REVIEW: WITNESS FOR THE PROSECUTION (Country Hall)

Agatha Christie’s play Witness For The Prosecution was originally adapted from her 1952 short story, Traitor’s Hands. Opening in London in 1953 and on Broadway in 1952, the courtroom drama enthralled audiences and has since been adapted for film and television multiple times. Christie herself always envisaged her drama playing out in a site-specific production and this year marks the fifth anniversary of the play in the magnificent surroundings of London County Hall. To mark this occasion, a new cast joins to tell Christie’s tale of murder, deception, innocence and passion in a production that has garnered critical acclaim.

Witness for the Prosecution sees Leonard Vole called to the stand after he’s accused of murdering a widow to inherit her wealth. His wife Romaine is called to the stand, but testifies in a shocking manner, speaking out against her husband. The stakes are high – will Leonard survive the shocking witness testimony, will he be able to convince the jury of his innocence and escape the hangman’s noose?

Lucy Bailey directs the shows eighth cast which includes Harry Reid (EastEnders) as Leonard Vole, Naomi Sheldon (Peter Pan Goes Wrong, Good Girl, Sex With a Stranger) as Romaine Vole, Dugald Bruce-Lockhart (Private Lives, The Last Temptation of Boris Johnson, Mamma Mia!) as Sir Wilfrid Robarts Q.C and Justin Avoth (My Brilliant Friend, Love From a Stranger, Bad Education) as Mr Myers Q.C. They’re joined by Rosanna Adams as Greta/Miss Clegg, Lorraine Amako as Stenographer, Daniel Bravo as Judge’s Clerk, Jonathan Coote as Mr Mayhew, Nicholas Day as Mr Justice Wainwright, Myles Devonte as Court Officer 1/Randall, Greg Fitch as Solicitor, Kevin M Golding as Wyatt/ Carter, Lawrence Haynes as Court Officer 2, Isabella Kibble as The Woman, Paul Mcewan as Inspector Hearne, Simon Rhodes as Warder, Tom Syms as Clerk of the Court and Lucy Tregear as Janet Mackenzie.

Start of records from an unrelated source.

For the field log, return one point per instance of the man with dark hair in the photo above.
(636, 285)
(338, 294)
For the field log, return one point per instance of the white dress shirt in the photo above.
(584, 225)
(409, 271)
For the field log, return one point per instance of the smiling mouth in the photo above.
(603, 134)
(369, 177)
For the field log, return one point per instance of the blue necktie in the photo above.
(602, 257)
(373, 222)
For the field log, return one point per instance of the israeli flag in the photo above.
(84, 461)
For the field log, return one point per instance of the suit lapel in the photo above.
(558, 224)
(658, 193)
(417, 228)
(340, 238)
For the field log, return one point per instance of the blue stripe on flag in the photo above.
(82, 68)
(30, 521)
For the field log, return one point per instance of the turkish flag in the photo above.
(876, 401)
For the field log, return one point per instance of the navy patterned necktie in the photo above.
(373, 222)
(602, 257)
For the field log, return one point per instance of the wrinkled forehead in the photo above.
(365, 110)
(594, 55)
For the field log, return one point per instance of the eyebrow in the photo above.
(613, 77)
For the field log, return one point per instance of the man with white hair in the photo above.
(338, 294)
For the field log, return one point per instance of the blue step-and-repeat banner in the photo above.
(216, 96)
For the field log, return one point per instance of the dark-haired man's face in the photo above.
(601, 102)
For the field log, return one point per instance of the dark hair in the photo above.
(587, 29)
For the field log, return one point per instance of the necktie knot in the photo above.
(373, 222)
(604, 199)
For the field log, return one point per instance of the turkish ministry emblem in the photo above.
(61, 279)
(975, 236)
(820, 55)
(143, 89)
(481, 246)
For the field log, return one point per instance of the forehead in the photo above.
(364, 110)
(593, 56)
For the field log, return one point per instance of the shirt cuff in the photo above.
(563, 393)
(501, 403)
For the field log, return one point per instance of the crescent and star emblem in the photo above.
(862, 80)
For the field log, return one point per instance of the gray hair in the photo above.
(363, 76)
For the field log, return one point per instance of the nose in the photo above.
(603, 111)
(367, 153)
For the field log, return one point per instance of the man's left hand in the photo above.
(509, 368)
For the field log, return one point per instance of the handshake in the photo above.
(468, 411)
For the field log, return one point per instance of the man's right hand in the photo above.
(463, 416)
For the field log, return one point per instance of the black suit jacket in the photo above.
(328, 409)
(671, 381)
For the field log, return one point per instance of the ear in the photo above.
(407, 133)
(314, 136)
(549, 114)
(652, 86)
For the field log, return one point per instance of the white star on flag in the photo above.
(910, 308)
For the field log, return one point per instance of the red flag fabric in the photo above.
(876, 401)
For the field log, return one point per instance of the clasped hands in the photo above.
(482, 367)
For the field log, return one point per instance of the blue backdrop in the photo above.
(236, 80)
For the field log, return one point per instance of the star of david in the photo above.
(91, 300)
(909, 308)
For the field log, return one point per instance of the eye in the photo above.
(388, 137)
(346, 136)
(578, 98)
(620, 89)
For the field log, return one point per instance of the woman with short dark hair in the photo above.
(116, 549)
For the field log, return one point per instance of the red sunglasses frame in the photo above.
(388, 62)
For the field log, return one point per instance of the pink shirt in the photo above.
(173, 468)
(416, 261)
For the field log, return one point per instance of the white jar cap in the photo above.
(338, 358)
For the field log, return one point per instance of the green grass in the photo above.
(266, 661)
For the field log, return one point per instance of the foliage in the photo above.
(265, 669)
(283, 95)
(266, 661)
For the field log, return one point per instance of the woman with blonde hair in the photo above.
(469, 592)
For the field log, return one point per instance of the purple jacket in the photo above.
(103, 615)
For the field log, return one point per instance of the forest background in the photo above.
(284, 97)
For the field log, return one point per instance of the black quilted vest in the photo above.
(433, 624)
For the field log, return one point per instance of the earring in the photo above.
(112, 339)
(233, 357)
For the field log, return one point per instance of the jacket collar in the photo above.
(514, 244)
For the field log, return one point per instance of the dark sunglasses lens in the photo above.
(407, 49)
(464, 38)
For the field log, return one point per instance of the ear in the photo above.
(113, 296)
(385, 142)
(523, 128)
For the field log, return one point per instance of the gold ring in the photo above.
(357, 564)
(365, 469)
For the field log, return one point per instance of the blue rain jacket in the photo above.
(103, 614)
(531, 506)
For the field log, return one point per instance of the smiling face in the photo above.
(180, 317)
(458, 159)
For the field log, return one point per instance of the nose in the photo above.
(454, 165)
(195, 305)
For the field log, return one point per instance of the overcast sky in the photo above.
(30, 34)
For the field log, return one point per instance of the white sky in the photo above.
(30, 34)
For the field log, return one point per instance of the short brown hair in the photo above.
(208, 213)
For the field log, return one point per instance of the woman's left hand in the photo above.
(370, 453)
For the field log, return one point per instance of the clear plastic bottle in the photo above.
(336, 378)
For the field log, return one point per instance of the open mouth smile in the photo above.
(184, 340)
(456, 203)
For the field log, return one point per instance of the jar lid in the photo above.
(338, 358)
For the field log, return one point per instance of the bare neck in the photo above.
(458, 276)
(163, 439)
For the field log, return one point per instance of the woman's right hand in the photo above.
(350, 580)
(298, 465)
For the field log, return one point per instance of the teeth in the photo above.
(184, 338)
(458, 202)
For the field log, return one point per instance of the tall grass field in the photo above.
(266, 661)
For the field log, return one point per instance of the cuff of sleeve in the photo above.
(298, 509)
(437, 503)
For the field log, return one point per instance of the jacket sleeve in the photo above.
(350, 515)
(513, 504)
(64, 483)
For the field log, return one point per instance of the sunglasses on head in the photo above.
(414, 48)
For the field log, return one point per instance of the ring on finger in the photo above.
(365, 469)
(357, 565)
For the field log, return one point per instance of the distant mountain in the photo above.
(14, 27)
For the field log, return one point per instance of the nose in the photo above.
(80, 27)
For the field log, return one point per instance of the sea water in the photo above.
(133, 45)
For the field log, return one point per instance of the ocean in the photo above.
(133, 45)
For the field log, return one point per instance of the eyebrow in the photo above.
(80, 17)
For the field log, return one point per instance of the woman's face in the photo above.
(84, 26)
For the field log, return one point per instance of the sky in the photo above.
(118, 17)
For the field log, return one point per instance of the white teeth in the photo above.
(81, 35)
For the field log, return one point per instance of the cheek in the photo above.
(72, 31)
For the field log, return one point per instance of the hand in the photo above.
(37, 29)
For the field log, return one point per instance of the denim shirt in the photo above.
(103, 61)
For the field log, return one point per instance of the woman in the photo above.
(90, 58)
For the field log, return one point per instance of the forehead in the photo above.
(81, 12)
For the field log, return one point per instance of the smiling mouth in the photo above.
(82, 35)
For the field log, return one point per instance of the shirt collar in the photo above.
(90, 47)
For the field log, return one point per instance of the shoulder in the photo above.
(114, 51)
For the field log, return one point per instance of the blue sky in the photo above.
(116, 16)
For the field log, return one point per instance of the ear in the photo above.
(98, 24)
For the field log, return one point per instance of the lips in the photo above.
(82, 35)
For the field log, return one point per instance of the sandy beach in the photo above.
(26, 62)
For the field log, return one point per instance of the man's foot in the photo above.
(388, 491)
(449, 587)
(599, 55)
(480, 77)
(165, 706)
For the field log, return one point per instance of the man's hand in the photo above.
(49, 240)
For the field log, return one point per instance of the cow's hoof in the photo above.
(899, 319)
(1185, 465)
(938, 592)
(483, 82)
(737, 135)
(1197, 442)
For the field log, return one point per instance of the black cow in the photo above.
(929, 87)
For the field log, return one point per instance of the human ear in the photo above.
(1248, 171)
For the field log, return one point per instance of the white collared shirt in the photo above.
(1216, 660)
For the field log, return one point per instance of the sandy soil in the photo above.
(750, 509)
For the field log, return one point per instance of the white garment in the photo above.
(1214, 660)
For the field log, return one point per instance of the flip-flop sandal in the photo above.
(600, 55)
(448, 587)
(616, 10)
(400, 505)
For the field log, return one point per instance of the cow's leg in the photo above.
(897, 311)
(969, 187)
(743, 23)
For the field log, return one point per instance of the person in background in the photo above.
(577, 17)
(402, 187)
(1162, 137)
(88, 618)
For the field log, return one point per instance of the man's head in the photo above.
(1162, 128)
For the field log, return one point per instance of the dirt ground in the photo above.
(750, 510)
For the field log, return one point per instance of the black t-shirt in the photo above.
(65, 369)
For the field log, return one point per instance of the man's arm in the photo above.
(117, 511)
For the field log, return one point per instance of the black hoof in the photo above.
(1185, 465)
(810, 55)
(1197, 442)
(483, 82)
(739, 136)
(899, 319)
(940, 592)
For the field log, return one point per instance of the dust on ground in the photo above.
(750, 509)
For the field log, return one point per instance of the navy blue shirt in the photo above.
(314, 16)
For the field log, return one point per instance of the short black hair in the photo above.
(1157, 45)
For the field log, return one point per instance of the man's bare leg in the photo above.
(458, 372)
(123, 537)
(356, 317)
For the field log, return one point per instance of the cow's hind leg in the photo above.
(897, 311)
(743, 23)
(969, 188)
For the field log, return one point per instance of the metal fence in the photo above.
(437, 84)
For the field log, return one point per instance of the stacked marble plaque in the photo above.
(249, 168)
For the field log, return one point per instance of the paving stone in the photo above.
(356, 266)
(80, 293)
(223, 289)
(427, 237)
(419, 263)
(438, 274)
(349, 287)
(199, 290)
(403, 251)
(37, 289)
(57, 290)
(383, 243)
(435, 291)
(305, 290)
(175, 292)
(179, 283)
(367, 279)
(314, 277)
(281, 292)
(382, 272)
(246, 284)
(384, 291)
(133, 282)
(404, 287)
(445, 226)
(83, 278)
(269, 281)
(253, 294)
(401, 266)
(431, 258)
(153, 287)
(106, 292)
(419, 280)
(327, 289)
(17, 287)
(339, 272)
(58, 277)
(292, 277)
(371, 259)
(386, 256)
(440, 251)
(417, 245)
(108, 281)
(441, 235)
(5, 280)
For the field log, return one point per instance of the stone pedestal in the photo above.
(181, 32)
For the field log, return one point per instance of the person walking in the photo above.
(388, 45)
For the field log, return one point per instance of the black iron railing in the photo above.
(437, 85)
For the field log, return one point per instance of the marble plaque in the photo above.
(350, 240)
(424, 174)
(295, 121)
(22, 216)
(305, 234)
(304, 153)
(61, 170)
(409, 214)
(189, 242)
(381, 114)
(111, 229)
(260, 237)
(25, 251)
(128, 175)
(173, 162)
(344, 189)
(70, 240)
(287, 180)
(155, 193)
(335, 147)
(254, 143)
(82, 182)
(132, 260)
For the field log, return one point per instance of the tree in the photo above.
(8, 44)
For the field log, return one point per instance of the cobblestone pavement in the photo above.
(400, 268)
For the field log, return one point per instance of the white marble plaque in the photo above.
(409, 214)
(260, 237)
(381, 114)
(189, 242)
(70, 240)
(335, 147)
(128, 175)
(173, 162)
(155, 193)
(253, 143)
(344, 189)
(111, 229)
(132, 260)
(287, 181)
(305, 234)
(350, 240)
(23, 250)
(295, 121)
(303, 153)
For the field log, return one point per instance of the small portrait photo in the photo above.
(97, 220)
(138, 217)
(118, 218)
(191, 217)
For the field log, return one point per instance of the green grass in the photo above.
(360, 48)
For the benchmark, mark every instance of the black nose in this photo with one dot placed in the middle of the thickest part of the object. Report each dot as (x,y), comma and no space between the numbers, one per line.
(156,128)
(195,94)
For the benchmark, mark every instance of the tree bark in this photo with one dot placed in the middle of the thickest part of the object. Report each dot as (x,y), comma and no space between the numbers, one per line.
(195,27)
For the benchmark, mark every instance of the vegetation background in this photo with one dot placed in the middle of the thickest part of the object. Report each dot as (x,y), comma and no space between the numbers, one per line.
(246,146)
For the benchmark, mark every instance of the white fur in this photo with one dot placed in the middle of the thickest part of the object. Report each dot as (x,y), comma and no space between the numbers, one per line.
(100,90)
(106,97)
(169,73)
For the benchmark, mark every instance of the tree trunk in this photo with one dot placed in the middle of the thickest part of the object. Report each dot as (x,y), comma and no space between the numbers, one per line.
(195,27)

As Leonard Vole, Harry Reid is a tour de force able to draw the audience’s heart strings. Easily able to make us laugh in one moment and cry the next, Reid really has fun with Vole sinking his teeth deep into the character. As his wife Romaine Vole, Naomi Sheldon gives a commanding performance. Sheldon’s portrayal of Romaine is confident and decisive giving femme fatale vibes while keeping the audience on the edge of their seats throughout. Dugald Bruce-Lockhart gives a striking performance as counsel of the accused Sir Wilfrid Robarts Q.C. The most accomplished of the two lawyers, Lockhart leans into his characters lofty confidence, reassuring the audience as they vote on Voles fate as the make-shift jury. As the cracks begin the show in the case Crown prosecutor Mr Myers Q.C. unravels and Justin Avoth gave an entertaining performance of this man on the edge.

Presented in-the-round in the historic Chamber Room of London County Hall, this Witness For The Prosecution is a true ensemble show. Often playing multiple characters, the cast make scene changes throughout bringing simple furniture to the stage to depict locations while accompanied by music that drives the tension forward.
The Chamber Room of London County Hall is the perfect setting for Witness For The Prosecution. Historically rich and beautifully designed, the Hall focuses the audience’s attention to the centre point of the room naturally drawing you into the story which makes for a thrilling performance.

As the nights gets darker and the weather colder, make sure to get tickets for Witness For The Prosecution and join the thousands of people who’ve been gripped by the case of Leonard Vole and had their imaginations captured in this Agatha Christie classic.